I'm working at a company that is slow to embrace new technologies and best practices. I worry about this, because I was given the green light to rewrite a large part of the codebase in the current version of one of the the languages we use (Actionscript 3). The rewrite was largely complete a couple of months ago, but I am still the only person who has touched it.
I periodically send out links to blog posts and articles that touch on some of the concepts I've incorporated that I haven't seen evidence of in the existing codebase. I usually receive absolutely no response from these attempts, so I have no idea if the other developers are poring over the links with interest, deleting them unread, or what. I don't want to look like a know-it-all, but I also feel like there is a lot of foundational knowledge that I'll need to provide for them before they can use the new system.
We're all remote, so I don't know my coworkers as well as I'd like. In a good month, we meet once a month and the meeting is usually scheduled to the hilt, with no place to discuss things like adopting better practices. Ironically, I feel like we'd have more time/room to discuss such practices if we would adopt more of them. However, it's difficult to bring this up without sounding like I'm criticizing the developers who have been there longer than I have.
I guess the small question is: should I take the complete silence when I send links as a hint and stop doing it? The larger question is, what's a tactful way to educate the rest of the team in concepts I feel are important for them to know to build code that we can all work in efficiently?

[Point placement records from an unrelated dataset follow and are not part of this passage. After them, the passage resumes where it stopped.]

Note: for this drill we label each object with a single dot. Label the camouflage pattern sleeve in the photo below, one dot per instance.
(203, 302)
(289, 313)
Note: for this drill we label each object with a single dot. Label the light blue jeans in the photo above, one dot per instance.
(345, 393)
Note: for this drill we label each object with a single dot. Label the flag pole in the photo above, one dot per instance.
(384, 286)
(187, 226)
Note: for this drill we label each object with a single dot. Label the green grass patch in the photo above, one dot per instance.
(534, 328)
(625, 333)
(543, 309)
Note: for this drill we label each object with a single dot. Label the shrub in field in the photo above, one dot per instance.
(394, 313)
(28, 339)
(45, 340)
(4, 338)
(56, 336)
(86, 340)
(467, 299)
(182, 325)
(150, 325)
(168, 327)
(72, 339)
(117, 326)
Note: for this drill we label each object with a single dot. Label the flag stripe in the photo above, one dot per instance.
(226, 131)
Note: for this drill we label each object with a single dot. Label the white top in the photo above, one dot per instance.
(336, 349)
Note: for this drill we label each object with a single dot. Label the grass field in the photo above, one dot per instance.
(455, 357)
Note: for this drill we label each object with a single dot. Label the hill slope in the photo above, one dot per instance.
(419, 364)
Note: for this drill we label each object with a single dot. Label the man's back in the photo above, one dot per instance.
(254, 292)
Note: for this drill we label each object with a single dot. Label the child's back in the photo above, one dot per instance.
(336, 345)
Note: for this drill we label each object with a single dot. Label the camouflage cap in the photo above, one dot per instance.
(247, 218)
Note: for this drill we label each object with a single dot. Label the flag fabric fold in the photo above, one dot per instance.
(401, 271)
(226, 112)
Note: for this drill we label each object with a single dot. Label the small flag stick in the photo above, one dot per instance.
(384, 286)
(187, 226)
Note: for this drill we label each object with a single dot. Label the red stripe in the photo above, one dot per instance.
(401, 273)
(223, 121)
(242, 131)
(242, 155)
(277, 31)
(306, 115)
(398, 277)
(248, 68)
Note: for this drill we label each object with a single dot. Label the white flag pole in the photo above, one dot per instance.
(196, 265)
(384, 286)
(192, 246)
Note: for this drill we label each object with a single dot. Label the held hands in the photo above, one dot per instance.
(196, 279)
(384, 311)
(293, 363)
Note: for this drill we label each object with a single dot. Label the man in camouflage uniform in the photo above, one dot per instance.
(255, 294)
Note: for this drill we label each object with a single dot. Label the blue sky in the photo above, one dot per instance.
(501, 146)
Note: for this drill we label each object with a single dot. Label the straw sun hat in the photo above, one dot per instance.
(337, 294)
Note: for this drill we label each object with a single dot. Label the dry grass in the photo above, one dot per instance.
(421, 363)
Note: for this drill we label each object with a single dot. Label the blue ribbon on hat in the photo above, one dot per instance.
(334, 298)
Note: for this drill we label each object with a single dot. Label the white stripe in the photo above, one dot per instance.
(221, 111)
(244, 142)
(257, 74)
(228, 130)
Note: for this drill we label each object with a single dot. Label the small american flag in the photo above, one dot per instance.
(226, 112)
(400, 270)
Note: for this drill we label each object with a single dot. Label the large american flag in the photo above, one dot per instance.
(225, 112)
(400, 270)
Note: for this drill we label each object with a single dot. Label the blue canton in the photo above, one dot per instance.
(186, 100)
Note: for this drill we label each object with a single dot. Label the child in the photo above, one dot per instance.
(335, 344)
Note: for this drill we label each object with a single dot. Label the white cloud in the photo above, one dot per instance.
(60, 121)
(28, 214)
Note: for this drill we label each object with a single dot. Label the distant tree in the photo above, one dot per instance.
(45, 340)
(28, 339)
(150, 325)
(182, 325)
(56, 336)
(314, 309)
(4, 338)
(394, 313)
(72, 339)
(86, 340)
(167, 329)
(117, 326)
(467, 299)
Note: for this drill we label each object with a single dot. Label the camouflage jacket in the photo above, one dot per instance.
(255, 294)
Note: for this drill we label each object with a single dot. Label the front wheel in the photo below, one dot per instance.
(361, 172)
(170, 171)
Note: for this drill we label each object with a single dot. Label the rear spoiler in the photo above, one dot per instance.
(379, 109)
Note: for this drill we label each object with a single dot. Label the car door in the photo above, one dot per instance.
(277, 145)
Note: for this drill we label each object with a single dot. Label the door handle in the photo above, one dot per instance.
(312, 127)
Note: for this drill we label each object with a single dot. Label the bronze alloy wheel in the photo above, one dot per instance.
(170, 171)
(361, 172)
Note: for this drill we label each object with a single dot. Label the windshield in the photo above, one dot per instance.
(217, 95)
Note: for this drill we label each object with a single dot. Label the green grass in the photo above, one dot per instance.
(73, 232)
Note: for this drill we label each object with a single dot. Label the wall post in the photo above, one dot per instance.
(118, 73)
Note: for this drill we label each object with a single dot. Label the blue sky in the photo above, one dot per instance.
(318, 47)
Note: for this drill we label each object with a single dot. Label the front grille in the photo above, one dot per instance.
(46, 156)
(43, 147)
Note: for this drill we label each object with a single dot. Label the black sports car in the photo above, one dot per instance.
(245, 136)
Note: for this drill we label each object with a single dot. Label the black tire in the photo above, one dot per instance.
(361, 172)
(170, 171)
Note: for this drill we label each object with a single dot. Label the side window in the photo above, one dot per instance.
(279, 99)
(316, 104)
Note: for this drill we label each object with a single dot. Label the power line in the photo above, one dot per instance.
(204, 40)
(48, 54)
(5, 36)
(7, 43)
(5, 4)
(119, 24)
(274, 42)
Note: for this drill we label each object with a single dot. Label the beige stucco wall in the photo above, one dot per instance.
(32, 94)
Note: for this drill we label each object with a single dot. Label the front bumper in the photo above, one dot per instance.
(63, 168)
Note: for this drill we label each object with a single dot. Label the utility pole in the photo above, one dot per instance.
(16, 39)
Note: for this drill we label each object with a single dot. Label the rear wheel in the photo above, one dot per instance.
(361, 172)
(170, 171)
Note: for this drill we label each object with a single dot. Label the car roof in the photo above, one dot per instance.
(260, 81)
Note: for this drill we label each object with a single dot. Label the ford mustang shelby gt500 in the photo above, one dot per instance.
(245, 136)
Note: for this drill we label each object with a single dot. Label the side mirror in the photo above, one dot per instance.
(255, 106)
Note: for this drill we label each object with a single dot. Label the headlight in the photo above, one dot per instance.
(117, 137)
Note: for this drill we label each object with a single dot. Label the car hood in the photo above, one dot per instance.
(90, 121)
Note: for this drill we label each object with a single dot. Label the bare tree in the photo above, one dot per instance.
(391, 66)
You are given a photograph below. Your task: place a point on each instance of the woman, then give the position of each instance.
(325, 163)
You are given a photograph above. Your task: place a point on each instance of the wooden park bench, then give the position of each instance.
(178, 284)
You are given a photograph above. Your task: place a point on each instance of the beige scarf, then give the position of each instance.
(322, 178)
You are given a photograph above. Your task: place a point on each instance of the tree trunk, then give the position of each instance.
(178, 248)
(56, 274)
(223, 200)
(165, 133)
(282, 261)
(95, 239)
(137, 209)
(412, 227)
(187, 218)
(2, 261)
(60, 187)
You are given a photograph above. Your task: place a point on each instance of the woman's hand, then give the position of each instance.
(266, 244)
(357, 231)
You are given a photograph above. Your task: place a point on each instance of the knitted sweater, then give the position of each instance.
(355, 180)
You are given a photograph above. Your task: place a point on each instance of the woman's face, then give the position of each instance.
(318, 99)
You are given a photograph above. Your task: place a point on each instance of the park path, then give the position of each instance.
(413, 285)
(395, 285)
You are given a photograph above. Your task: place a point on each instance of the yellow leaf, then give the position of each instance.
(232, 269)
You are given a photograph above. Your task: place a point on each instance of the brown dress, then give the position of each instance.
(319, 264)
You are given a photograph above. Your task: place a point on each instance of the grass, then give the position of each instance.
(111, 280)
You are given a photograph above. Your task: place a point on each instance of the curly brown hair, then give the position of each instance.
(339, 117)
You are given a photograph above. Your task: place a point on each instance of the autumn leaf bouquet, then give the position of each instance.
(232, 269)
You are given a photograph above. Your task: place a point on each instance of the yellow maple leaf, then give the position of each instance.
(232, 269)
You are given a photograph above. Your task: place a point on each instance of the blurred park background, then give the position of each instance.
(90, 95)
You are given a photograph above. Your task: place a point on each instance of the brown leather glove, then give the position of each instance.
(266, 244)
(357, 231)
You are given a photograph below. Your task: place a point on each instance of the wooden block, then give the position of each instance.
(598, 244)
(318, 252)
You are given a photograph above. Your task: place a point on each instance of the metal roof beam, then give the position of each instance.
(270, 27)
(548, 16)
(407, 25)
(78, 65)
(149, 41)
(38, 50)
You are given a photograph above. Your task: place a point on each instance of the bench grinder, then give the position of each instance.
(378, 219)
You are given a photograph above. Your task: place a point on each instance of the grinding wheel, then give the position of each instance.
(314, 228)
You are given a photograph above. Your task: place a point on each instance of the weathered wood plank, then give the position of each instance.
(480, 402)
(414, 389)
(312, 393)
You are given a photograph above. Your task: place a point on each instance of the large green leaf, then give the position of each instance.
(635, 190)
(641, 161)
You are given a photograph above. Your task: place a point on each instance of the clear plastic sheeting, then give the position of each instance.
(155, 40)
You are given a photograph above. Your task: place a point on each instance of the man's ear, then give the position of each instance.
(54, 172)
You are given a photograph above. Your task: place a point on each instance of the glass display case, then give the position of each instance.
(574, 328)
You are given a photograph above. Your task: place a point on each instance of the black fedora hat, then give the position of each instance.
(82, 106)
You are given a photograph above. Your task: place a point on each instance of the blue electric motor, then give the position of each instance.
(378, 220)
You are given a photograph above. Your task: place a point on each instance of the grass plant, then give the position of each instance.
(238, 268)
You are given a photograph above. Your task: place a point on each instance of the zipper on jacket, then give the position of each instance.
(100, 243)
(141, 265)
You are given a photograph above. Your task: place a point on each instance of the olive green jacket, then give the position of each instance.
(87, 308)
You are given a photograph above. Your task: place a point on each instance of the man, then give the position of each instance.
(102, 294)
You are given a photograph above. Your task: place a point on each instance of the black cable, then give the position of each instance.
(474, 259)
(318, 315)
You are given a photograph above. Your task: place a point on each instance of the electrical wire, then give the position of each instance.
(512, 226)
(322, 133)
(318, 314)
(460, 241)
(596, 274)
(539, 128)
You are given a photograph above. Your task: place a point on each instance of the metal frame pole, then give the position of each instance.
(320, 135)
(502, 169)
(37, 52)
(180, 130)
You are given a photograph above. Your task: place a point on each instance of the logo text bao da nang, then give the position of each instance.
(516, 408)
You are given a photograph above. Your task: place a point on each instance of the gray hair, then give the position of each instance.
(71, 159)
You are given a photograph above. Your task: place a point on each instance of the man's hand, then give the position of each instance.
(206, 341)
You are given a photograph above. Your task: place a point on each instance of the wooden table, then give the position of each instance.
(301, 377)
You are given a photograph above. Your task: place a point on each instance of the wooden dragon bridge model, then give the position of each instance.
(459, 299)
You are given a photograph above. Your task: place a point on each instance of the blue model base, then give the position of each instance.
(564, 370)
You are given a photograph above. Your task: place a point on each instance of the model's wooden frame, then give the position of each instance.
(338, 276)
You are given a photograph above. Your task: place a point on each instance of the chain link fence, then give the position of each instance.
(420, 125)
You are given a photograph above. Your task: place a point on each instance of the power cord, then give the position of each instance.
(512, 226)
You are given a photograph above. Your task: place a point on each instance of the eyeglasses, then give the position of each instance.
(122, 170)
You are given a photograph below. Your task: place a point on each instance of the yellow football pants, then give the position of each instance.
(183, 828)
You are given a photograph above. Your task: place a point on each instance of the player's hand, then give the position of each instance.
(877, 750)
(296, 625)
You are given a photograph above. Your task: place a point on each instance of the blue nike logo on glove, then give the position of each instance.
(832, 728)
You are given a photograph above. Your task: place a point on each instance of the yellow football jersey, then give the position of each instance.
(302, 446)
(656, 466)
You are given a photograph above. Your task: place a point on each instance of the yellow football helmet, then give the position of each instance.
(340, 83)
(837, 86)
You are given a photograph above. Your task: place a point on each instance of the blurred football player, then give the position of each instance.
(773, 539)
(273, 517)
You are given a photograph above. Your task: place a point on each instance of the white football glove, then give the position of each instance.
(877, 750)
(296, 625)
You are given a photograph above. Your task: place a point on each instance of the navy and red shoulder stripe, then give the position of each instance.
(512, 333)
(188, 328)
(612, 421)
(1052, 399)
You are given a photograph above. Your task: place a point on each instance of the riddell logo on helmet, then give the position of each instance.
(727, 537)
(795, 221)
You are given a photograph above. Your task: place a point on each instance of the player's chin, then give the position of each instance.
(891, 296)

Edit to respond to question: I usually email the entire team, so as not to be singling out a particular person. I might IM the link if there's some reason it's specifically of interest to that person. I'll usually send out links as I find them, and this will vary in frequency from once or twice a week to once a month (probably an average of once every two weeks or so).
More edits to address the questions about the types of links I send out. (I tried to keep this more of a generic question, so that it could be useful for others, but let's make this "about me" ;)
For example, after the meeting where I pitched fr being able to rewrite the codebase and got the green light, I sent out a group of links, mostly from my archives at O'Reilly, that offered foundational principles that I'd be building upon.
In the old codebase, when I got tired of doing screen captures of the menu for the part of our instructions where we walk them through what the parts of the Assessment are, I rewrote the menu so that it could just be used in the walkthrough (with the added benefit of allowing cool animations during the walkthrough), and summarized what I'd done, how to use it, and how it saves time (you don't have to redo the screencaptures and replace the old ones every time the menu changes, which happens a lot).
I was talking to another dev on an IM, and asked rhetorically "Have you ever heard of the Single Responsibility Priciple" (expecting "yes, but I didn't use it here because..."). When he said no, I sent him a link to the Wikipedia definition.
We have a lot of pressure from our customers to move to HTML5. When I returned from a recent JavaScript meetup, I posted a link to ToDoMVC with the comment "This site provides implementations of some of the major JS frameworks, which could really help us decide which Framework to use."
Final edits. I want to thank everyone that responded. I don't think I can mark any of the answers as "correct," because I didn't get an "aha!" out of any of these. The best suggestion, I think, came from Matt's comment that maybe it's time to take the bull by the horns and ask to be team lead. But it's not an answer, so I can't mark it correct.